BIA B350F Assignment 1 (Part B)
Due date: 21 December 2020 (Monday) (Revised)
• Construct linear and logistic regression models to solve business prediction problems.
Instructions: (Marks would be deducted if you fail to follow the instructions below.)
• This assignment requires you to utilize R to determine and evaluate logistic regression model
and perform principal component analysis.
• The soft copy of the assignment (in Word) and the R program script must be uploaded to OLE
by the due date.
• Your analysis reports for the assignment must be uploaded to OLE (“Assignment 1 (Part B) -
Report”) for Turnitin checking. The R programs (.r file) must be uploaded to OLE
(“Assignment 1 (Part B) – R program”.
Question (100 marks)
A researcher wishes to predict to predict the particulate matter (PM2.5) in Bejing. An hourly data set
contains the PM2.5 data of US Embassy in Beijing and the meteorological data from Beijing Capital
International Airport were collected from Jan 1st, 2010 to Dec 31st, 2014. The attributes of the dataset
are as follows:
No Row number
year Year of data in this row
month Month of data in this row
day Day of data in this row
hour Hour of data in this row
pm2.5 PM2.5 concentration (µg/m3)
DEWP Dew Point (Celsius Degree)
TEMP Temperature (Celsius Degree)
PRES Pressure (hPa)
cbwd Combined wind direction
lws Cumulated wind speed (m/s)
ls Cumulated hours of snow
lr Cumulated hours of rain
Pm2.5 is the dependent variables. The data is stored in file “Bejing-PM25.csv” that can be downloaded
from the OLE. The Missing data are denoted as NA.
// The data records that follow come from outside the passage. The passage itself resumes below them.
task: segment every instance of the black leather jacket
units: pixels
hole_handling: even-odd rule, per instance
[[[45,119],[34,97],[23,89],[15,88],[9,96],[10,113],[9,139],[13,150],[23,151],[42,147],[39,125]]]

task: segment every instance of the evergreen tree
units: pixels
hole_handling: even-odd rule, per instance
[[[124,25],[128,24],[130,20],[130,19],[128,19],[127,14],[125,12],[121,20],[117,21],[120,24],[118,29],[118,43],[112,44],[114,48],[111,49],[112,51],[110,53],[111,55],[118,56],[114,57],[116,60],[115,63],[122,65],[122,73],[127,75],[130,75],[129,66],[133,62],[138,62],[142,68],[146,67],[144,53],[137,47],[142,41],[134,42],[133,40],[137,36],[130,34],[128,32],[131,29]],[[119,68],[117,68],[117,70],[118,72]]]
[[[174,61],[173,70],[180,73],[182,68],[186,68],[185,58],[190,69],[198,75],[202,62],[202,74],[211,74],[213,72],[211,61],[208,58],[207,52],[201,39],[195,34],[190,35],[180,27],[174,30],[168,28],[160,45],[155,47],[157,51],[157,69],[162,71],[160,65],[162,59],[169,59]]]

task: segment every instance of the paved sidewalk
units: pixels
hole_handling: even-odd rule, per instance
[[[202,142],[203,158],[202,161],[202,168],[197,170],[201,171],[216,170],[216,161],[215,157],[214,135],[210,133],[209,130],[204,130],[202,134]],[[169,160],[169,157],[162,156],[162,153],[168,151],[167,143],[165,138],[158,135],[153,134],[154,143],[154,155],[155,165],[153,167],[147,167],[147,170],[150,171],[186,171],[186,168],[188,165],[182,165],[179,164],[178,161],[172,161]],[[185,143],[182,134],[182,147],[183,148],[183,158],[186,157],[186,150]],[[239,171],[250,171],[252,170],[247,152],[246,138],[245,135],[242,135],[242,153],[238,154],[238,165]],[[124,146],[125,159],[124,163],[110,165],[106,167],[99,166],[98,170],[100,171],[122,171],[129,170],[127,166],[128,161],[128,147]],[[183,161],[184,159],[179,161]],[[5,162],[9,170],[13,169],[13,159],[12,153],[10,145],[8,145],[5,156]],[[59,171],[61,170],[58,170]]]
(a) Utilize R to determine the multiple linear regression model to predict the pm2.5 by considering
which independent variable(s) be included in the model among the other given variables using
stepwise regression (forward). You are expected to perform relevant model checking including
relevant graphs plotting after the desired model is formulated. All R programs must be included
in the answer and marks will be deducted if failing to do so. (60 marks)
Specifically, you have to perform the following analysis/modeling:
• Descriptive analysis and normality checking – 10 marks
• Correlation analysis – 10 marks
• Cleansing data: missing data and outliers checking – 10 marks
• Developing basic regression model and performing residual diagnostics – 10 marks
• Improving model by transforming variables (include residual diagnostics) – 10 marks
• Using stepwise regression to develop the final model – 10 marks
(b) Perform relevant hypothesis testing to assess the validity of the multiple linear regression model
obtained as well as the validity of individual regression coefficients. (15 marks)
(c) Interpret the regression coefficients of the model. (10 marks)
(d) Write a reflective journal to summarize your learning experience in applying knowledge and
skills acquired in the course to build the regression model for the given problem and how this
experience could enrich your ability to apply course knowledge to real life applications.